On its face this right seems absolute. In an ideal world, this would mean our people would be free of the fears associated with the most oppressive of tyrannies.

Yet this is not an ideal world, and not every agent of the State acts with an understanding of their true duty to the people. Even for those who are in good faith, the protective barriers raised by the Bill of Rights may seem like red tape at best, and a hinderance to justice at worst. Time and time again, short cuts have been made in the name of the greater good, and with these have come justifications for expediency.

Some of these justifications have been built originally into the legal system itself, while others have been added with time, seen as necessary compromises. Various types of warrantless searches and arrests are authorized – not as a way of saying the State may act abusively or unreasonably, but to better protect the interest of the public in special situations where exigent circumstances exist.

Even the most justified of exceptions, however, cannot help but weaken the perception of the general rule. Where one exception has been made, why not another? There is a constant pushing against the boundaries of what is allowed. After all, a barrier with an abundance of holes is far from a deterrent.

The entity at the forefront of ensuring that the protections afforded by the Bill of Rights remain strong is the Supreme Court. When the Supreme Court rules on a case, it applies general law to a specific situation, providing a guide for future interpretation in identical or similar circumstances. This is one reason why, as much as possible, the Court attempts to be consistent with its interpretation whenever the facts of a case are substantially the same with another that has been previously decided. But the Court may have the opportunity to interpret the same law multiple times and it is inevitable that as the years pass, with a multitude of decisions will come some level of variation, at least in how an interpretation is communicated.

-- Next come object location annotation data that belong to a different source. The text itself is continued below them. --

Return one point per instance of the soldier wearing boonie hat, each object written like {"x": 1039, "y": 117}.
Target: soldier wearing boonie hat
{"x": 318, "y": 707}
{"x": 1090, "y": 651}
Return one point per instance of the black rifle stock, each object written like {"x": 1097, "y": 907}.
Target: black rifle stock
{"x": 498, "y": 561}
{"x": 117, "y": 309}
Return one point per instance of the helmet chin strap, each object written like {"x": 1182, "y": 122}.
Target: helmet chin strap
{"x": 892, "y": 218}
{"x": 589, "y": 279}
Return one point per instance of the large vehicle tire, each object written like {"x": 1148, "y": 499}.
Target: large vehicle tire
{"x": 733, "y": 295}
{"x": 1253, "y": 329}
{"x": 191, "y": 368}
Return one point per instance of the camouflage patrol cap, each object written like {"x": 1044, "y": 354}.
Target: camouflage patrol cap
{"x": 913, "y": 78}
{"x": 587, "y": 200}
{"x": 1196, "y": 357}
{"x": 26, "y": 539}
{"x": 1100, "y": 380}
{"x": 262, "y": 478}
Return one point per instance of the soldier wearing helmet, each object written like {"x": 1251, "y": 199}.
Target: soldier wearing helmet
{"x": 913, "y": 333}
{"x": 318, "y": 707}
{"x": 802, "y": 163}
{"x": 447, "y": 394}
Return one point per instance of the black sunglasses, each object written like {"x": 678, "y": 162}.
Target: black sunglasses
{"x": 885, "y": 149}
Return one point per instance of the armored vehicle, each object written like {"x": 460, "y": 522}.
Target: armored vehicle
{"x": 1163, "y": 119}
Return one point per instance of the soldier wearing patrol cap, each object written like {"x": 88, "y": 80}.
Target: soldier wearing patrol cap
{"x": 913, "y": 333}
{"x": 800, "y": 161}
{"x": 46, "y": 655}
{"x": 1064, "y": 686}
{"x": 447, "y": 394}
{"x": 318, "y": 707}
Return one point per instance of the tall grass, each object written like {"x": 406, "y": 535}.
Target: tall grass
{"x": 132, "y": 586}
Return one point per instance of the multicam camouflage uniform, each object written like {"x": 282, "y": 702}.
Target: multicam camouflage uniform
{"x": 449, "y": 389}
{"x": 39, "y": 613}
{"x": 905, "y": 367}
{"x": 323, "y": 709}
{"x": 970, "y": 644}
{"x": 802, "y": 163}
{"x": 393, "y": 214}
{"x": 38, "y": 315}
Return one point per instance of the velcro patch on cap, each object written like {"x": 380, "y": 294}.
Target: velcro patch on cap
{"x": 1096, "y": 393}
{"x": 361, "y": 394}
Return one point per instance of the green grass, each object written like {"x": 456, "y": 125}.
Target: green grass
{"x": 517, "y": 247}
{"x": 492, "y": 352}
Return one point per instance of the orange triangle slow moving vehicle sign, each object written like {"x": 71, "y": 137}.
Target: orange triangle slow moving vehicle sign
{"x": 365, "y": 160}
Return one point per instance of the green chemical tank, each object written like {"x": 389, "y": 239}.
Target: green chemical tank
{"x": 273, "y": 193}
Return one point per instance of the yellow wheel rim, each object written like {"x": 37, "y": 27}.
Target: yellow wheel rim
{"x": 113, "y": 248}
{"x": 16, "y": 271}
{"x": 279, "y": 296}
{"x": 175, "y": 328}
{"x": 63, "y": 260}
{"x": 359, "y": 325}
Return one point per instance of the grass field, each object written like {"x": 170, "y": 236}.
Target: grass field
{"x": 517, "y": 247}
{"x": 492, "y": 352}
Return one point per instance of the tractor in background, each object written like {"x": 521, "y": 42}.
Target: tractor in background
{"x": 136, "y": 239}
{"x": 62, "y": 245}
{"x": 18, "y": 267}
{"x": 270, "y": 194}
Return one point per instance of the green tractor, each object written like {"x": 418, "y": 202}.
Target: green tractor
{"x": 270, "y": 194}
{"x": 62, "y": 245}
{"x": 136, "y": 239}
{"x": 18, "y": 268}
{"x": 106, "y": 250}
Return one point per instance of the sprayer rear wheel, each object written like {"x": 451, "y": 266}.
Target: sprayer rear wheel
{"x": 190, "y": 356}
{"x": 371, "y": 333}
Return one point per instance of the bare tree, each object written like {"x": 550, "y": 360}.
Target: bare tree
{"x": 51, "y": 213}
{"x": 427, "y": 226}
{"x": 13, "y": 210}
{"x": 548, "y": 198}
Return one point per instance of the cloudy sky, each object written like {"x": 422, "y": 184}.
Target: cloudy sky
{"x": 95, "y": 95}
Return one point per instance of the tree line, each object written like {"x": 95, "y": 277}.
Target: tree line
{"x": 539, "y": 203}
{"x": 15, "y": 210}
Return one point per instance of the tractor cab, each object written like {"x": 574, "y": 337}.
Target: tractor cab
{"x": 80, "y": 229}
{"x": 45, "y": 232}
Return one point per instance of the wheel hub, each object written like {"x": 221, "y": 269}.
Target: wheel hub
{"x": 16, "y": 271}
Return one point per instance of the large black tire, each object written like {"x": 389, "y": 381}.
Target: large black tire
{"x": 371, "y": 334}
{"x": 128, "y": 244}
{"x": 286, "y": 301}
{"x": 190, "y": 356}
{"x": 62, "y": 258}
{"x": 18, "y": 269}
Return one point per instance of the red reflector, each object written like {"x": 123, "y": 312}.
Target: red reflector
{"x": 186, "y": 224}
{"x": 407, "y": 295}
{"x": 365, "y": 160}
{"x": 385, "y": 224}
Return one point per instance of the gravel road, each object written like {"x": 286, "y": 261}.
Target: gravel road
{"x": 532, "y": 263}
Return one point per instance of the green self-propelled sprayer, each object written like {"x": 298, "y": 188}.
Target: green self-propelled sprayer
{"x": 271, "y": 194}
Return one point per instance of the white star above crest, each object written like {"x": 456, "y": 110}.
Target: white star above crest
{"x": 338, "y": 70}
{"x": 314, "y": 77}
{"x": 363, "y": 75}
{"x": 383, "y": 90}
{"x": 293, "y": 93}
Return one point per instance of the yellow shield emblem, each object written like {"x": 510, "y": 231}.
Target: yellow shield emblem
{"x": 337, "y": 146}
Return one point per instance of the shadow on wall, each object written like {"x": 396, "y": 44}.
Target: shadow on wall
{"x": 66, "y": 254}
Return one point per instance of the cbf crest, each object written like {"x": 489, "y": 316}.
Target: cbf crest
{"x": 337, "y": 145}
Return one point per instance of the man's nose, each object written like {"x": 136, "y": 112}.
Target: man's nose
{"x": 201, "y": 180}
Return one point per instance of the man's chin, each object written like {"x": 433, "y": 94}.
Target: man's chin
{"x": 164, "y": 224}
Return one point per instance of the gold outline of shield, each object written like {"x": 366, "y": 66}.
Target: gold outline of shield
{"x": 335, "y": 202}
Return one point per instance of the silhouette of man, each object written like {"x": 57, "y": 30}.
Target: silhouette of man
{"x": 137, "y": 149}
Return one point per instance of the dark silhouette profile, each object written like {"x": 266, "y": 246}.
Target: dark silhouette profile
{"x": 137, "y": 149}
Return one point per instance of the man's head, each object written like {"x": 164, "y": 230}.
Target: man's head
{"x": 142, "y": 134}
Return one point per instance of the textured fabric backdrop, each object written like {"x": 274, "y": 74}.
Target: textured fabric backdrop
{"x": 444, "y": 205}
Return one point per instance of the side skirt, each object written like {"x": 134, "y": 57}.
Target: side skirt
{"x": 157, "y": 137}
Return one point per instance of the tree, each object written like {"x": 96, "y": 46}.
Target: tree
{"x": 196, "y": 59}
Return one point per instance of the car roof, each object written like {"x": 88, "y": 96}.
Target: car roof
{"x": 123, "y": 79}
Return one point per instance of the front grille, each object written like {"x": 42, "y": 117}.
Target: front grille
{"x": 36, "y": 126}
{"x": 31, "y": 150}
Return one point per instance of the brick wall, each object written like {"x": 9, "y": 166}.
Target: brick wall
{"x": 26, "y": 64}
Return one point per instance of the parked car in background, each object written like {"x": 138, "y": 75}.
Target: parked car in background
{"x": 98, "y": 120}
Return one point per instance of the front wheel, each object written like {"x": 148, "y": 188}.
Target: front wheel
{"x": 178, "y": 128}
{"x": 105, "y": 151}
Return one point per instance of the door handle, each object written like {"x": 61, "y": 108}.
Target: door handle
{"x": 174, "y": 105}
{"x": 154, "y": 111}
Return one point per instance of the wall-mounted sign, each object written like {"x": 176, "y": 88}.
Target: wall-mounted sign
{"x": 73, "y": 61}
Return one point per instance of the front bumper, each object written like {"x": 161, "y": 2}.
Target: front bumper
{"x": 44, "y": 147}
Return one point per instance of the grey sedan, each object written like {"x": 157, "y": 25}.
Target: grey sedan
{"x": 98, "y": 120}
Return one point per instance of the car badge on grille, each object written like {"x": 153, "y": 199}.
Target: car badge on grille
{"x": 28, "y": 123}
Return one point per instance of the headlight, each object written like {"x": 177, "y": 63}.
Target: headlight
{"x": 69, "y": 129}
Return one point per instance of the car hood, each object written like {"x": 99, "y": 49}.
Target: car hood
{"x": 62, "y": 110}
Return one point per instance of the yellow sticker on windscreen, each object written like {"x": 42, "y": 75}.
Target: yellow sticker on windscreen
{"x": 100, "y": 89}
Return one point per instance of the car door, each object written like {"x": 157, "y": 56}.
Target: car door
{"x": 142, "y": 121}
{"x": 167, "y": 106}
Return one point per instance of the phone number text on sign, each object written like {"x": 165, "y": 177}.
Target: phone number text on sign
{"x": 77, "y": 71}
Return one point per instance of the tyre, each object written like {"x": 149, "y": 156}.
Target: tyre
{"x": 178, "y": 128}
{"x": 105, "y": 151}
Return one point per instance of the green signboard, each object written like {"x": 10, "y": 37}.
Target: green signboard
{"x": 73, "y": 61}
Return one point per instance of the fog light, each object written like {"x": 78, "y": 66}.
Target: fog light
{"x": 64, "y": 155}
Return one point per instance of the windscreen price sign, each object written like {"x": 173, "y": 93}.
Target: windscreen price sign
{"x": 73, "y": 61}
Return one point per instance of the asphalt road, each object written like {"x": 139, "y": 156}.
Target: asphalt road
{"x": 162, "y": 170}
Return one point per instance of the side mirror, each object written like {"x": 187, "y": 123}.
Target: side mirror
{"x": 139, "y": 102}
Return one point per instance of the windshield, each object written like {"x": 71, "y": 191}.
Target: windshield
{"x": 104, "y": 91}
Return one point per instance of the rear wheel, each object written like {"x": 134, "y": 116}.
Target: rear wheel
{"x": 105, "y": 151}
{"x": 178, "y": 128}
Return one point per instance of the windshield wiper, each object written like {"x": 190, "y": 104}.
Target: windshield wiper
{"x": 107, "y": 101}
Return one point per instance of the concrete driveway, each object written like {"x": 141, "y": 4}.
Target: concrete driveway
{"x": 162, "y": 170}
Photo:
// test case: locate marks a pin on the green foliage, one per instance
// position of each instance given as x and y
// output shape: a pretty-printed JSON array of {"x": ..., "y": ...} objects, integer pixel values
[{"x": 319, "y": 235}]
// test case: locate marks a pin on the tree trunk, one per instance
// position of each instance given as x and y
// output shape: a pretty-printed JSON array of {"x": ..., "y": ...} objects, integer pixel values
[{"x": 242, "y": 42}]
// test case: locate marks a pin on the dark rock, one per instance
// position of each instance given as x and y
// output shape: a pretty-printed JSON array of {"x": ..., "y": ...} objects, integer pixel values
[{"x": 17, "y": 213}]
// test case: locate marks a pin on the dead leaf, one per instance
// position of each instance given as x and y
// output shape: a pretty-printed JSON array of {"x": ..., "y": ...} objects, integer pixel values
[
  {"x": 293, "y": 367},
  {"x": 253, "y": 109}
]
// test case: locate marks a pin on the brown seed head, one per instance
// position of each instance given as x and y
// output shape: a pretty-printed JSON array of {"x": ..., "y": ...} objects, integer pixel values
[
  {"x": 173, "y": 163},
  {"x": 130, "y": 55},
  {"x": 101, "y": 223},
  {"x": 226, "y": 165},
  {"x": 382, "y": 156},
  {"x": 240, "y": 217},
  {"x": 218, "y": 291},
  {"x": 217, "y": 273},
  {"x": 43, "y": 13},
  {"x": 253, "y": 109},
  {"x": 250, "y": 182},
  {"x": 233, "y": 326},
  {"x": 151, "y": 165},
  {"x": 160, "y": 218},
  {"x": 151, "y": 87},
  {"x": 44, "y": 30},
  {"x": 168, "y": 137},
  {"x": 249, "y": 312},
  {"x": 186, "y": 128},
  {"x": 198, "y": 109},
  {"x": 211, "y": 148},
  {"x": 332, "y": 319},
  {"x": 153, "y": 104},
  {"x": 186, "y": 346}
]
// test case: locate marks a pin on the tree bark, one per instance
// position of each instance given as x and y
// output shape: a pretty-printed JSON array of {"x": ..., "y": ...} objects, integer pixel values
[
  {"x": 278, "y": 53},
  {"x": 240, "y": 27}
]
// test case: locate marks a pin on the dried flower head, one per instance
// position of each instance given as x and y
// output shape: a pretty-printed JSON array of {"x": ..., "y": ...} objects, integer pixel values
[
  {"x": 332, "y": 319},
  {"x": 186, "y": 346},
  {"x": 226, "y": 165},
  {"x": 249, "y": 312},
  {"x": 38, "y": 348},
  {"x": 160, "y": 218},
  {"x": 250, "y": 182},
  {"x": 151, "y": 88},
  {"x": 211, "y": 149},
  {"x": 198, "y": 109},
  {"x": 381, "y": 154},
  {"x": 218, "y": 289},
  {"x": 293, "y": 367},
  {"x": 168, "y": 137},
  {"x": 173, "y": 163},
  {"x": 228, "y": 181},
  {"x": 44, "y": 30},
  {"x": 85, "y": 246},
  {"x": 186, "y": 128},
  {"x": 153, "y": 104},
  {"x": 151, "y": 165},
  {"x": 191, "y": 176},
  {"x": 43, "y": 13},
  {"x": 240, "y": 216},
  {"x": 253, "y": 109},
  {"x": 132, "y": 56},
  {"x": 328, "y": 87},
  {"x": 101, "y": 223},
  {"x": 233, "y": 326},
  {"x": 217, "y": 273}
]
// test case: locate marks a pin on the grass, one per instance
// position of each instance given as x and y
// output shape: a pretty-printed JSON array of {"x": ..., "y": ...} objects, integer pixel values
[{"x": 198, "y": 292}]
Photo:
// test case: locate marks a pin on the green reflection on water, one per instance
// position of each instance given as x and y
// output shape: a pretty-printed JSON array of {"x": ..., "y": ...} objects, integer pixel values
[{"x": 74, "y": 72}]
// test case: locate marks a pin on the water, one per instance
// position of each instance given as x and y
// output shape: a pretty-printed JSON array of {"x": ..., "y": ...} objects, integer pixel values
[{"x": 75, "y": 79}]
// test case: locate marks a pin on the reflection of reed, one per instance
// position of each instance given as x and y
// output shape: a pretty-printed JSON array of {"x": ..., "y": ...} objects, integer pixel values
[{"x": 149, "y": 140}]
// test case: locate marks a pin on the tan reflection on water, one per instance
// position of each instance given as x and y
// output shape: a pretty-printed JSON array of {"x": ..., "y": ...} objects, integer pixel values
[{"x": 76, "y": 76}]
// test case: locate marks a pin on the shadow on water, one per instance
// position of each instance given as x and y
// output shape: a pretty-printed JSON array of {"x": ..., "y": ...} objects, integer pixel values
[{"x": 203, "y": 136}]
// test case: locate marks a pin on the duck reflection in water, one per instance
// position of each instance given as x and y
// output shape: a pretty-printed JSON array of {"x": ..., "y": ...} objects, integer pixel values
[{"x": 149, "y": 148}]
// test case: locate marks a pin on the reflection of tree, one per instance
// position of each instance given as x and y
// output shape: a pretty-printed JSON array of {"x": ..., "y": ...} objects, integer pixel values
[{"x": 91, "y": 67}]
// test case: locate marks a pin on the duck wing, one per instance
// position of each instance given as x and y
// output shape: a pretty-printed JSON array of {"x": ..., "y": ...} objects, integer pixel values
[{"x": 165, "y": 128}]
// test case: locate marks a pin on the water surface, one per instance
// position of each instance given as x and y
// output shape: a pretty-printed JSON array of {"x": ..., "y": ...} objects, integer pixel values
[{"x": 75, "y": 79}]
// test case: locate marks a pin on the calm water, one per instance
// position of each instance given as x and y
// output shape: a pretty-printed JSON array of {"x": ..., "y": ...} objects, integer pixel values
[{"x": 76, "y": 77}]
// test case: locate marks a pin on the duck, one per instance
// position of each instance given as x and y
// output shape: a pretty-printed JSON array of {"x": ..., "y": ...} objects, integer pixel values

This variation can lead to lines of decisions which are divergent and even conflicting,and which can create confusion regarding crucial rights and principles. When this happens, the Court may use a new case to clarify the doctrine on the matter. The recent decision in People of the Philippines vs Jerry Sapla y Guerrero (G.R. No. 244045, June 16, 2020) is one such case.

In the Sapla case, the Court, sitting en banc, ruled that an anonymous and unverified tip does not justify an intrusive warrantless search, and thus is a violation of a person’s right against unreasonable searches and seizures in the Bill of Rights.

In this case, an anonymous text to a police hotline was the sole basis by which the police set up a checkpoint and conducted a subsequent search of a public utility vehicle. The police had earlier received a call about a man who would be transporting marijuana, and the text message described the subject male as well as the license plate number of the jeepney. The search at the checkpoint resulted in the arrest of the accused for possession of marijuana leaves found in a bag that the police claimed to belong to the accused, even if the accused denied the same.

In the course of granting the appeal of the accused, the Court had the opportunity to highlight the primacy of every Filipino’s right against unreasonable searches and seizures and clarify the specific and limited cases where a warrantless search is allowed. In my next column, I will go into the Court’s reasoning, and how it reconciled this case with prior decisions.

For now, suffice it to say, that in our courts, the shield provided by the Bill of Rights remains strong.